Moreover, Snorkel Flow now supports programmatic labeling of multimodal data including images.

This is particularly timely, as enterprises are increasingly looking to leverage AI across various data modalities to gain more comprehensive insights and enhance decision-making processes.

One Snorkel customer that has already taken advantage of the image data labeling functionality is Wayfair, and Ratner said the goal was to provide the same “speed up” in labeling as with text documents, going from months or weeks to days or hours.

More secure Snorkel

Snorkel has added new role-based access controls (RBAC) for Snorkel Flow account administrators, letting them control access to an enterprise’s data and where it can be used and accessed for AI development and responses.

The new RBAC features also enable administrators to control who can even upload data to an enterprise’s Snorkel Flow development account in the first place, and regulate access to any connected services or apps.

This is similar in some ways to the new Projects feature unveiled by OpenAI yesterday for its proprietary in-house models — but of course, Snorkel allows for enterprises to control access to multiple models from multiple vendors.

Additionally, Snorkel Flow now supports on-premise and air-gapped access to foundation models, allowing for greater compliance and data security.

This release also complements Snorkel’s recently launched enterprise AI accelerator, Snorkel Custom, which provides structured engagements to support enterprises from the initial evaluation phase through the tuning and optimization of AI models.
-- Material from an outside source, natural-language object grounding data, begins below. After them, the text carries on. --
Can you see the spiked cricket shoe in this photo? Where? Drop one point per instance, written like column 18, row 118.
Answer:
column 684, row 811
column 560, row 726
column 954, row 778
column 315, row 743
From flashy demo to production value added

In general, Snorkel is aiming to help its enterprise customers realize the potential of generative AI by making their data as useful as possible, as fast as possible for fine-tuning AI models to their specific needs and use cases, as well as building AI-powered applications and services — ideally atop fine-tuned models.

“It’s a pretty broad trend that we’re seeing,” Ratner told VentureBeat. “People had massive pressure to get some kind of [AI] demo out. The demo looked really good. Expectations were sky high, even compared to most hype cycles and just in tech history. And now there’s massive pressure to cross that chasm from flashy chat bot demo to production value.”

Snorkel Flow and Snorkel Custom are now generally available, with pricing dependent on the specific use case.